We finally got the first snow of the year here in Cedar City. Only once since the town was founded more than 160 years ago has the first snowfall been later [January 8, 1977, in case anyone really wants to know]. This first snowfall wasn’t a dusting, but a respectable 8-10 inches at our house, which usually gets a few inches more than the town because we’re on a hill overlooking the main part of town.
But what amazed me most about this snowfall was the news coverage. On the front page of the local paper [one that has won numerous journalistic awards, I might add] on Wednesday,the morning before the snowfall, was a story predicting that the snow would arrive on Wednesday night, drop six to eight inches, and trail off by mid-day on Thursday. That’s very close to what happened.
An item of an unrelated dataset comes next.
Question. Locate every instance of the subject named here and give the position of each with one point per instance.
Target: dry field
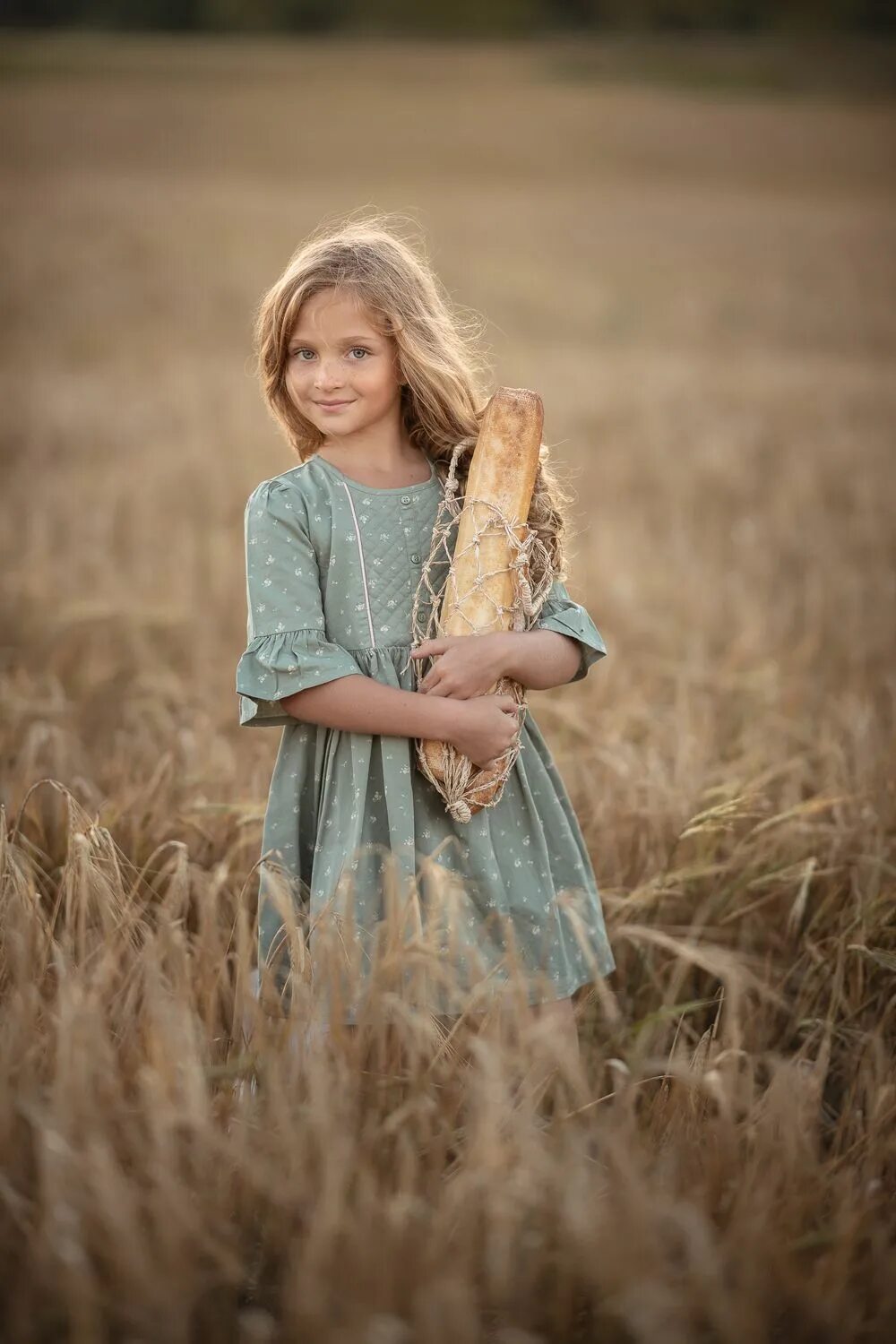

HOWEVER, the local detailed forecast in the back section predicted snow flurries and no accumulation, and to top it off, the Thursday paper predicted no snow, except flurries late on Thursday. And we got another two inches of snow Thursday morning, and by mid-afternoon on Thursday, the sky was clear and cold, with no afternoon flurries.
I bring this up because it illustrates to my mind the growing tendency of younger people to compartmentalize their thoughts. No one at the newspaper, which has a comparatively young staff, even thought to compare their lead story to their forecast.
This is not exactly a new problem. I’ve noted for the past year, if not longer, that the forecast for Cedar City that appears in the Salt Lake Tribune, a newspaper published 250 miles away, is consistently far more accurate than the forecast in the Spectrum, which is published 50 miles away and which has a local bureau here.
So… what gives? It could be that the Spectrum subscribes to a cheaper canned forecast service. It could be that the staff doesn’t even read the forecast and considers it just another necessary canned feature that the newspaper has to have.
But to me, it shows that the editors aren’t really reading their entire newspaper… and that those numerous journalistic awards are suspect. Either that… or I really don’t want to read the papers that don’t get awards.
Anyway… it looks like, barring an unforecast heat spell, that we will get a white Christmas, after a long dry, cool, and brown autumn.
‘Local’ newspapers often aren’t local anymore. Mine was taken over by a group based in the next county and with an office 15 miles from us, but now only covers our news for disasters, tragedies, and major crimes. It’s ‘local knowledge’ has gone by the board – in the latest issue it publicises a fundraising event by a town charity under the heading of a village several miles away. So I’m not surprised that yours can’t even publish the correct weather forecast!